Instructions summary:

Before you can run this model for inference you will need to:

  1. Install and enable the Poplar SDK (see Poplar SDK setup)
  2. Install the system and python requirements (see Environment setup)
  3. (Optional) Generate memory mappings (see Memory mapping)

This example is for inference on user-provided prompts. Hence, there is no dataset setup step.

Poplar SDK setup

To check if your Poplar SDK has already been enabled, run:

 echo $POPLAR_SDK_ENABLED

If no path is provided, then follow these steps:

  1. Navigate to your Poplar SDK root directory

  2. Enable the Poplar SDK with:

cd poplar-<OS version>-<SDK version>-<hash>
. enable.sh
  1. Additionally, enable PopART with:
cd popart-<OS version>-<SDK version>-<hash>
. enable.sh

More detailed instructions on setting up your environment are available in the Poplar Quick Start guide.

Environment setup

To prepare your environment, follow these steps:

  1. Create and activate a Python3 virtual environment:
python3 -m venv <venv name>
source <venv path>/bin/activate
  1. Navigate to this example's root directory

  2. Install the Python requirements with:

pip3 install -r requirements.txt

Memory mapping

Due to the size of the full 176 billion parameter model, it is likely attempting to load from memory will result in running out of host memory. Hence, memory mapped parameter tensors need to be generated before running inference. The parameters will be loaded directly from disk into IPU.
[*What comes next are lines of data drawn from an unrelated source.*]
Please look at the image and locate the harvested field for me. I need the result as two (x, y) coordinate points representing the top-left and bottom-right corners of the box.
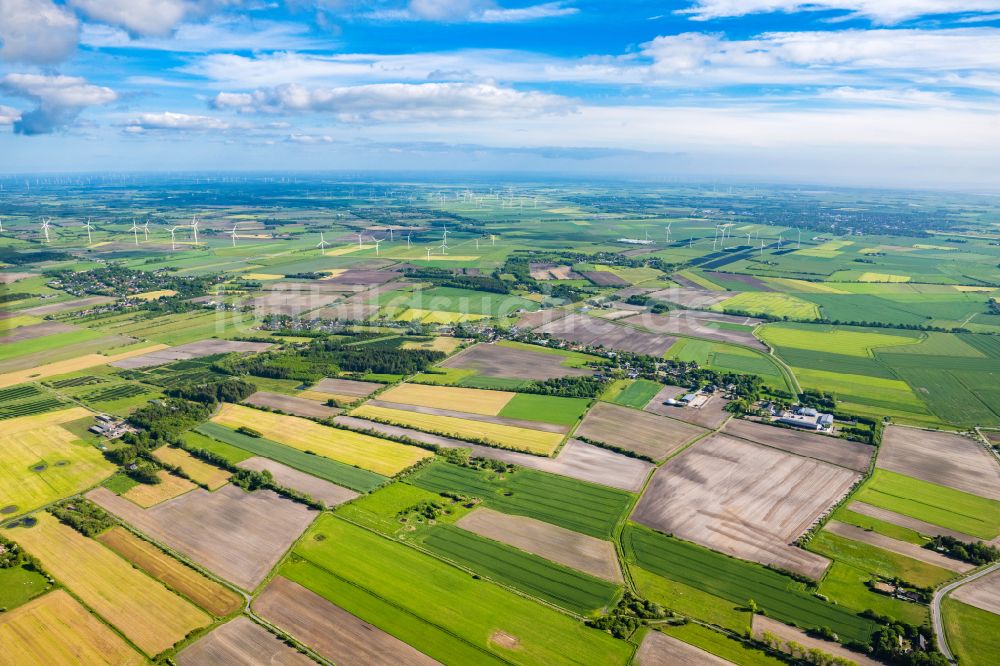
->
(177, 615), (315, 666)
(725, 419), (875, 472)
(441, 343), (594, 380)
(847, 502), (979, 543)
(635, 629), (732, 666)
(875, 425), (1000, 500)
(111, 339), (274, 370)
(576, 402), (705, 460)
(0, 321), (80, 345)
(309, 377), (384, 398)
(456, 507), (624, 583)
(212, 404), (433, 476)
(87, 485), (316, 590)
(823, 520), (975, 573)
(153, 446), (229, 490)
(121, 470), (198, 509)
(951, 571), (1000, 615)
(237, 456), (358, 507)
(0, 590), (146, 666)
(378, 384), (516, 416)
(753, 615), (882, 666)
(3, 510), (212, 656)
(243, 391), (343, 419)
(253, 576), (438, 666)
(538, 314), (677, 356)
(632, 434), (858, 579)
(97, 527), (243, 617)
The first step is to download the sharded checkpoint. The easiest way to do this is to run in a Python shell:

from transformers import AutoModel

AutoModel.from_pretrained("bigscience/bloom", cache_dir="bloom-cache")

and then cancel execution once the download is complete. The HuggingFace checkpoint will be saved to bloom-cache.

To generate memory maps, run the following command:

python generate_memmap.py --config bloom_176B_pod16 --memmap-dir bloom-176b-memmap --shard-root /path/to/bloom-176b/shards

The script can be parallelised across multiple processes for a speed-up. For example, to generate memmaps using $n processes:

seq 0 $(($n-1)) | xargs -P $n -I % -t python generate_memmap.py \
    --config bloom_176B_pod16 \
    --memmap-dir bloom-176b-memmap \
    --shard-root /path/to/bloom-176b/shards \
    --world-size $n --rank %

If memmap_dir is specified in config/inference.yml, then run_inference[_gradio].py will instead instantiate the IPU model using memory maps, rather than from an in-memory HuggingFace model.

Inference

It is highly recommended to run all inference scripts with the environmental variable POPXL_CACHE_DIR set to a directory of your choice. This will cache parts of the graph compilation, thus speeding up subsequent launches.

You can run BLOOM inference using one of two scripts. Both scripts will use settings defined in config/inference.yml. The first script launches a CLI to prompt BLOOM:

python run_inference.py --config bloom_176B_pod16

The second will launch a Gradio web interface on port 7860:

python run_inference_gradio.py --config bloom_176B_pod16

The full BLOOM model on 16 IPUs uses the config file bloom_176B_pod16. To test scripts with a smaller but less powerful model, run with the config bloom_560M_pod16.

On the first launch, setup will take some time. This is due to downloading pretrained models and graph compilation. If a cache directory is set using POPXL_CACHE_DIR parts of the compilation phase will be cached, speeding up subsequent launches.

Executing python inference.py --config bloom_176B_pod16 directly will run an inference loop with random parameters and input data. This can be used to measure model throughput.

License

This example is licensed as per the LICENSE file at the root of this repository. This example, when executed, downloads and uses a checkpoint from HuggingFace which is licensed under the Responsible AI License.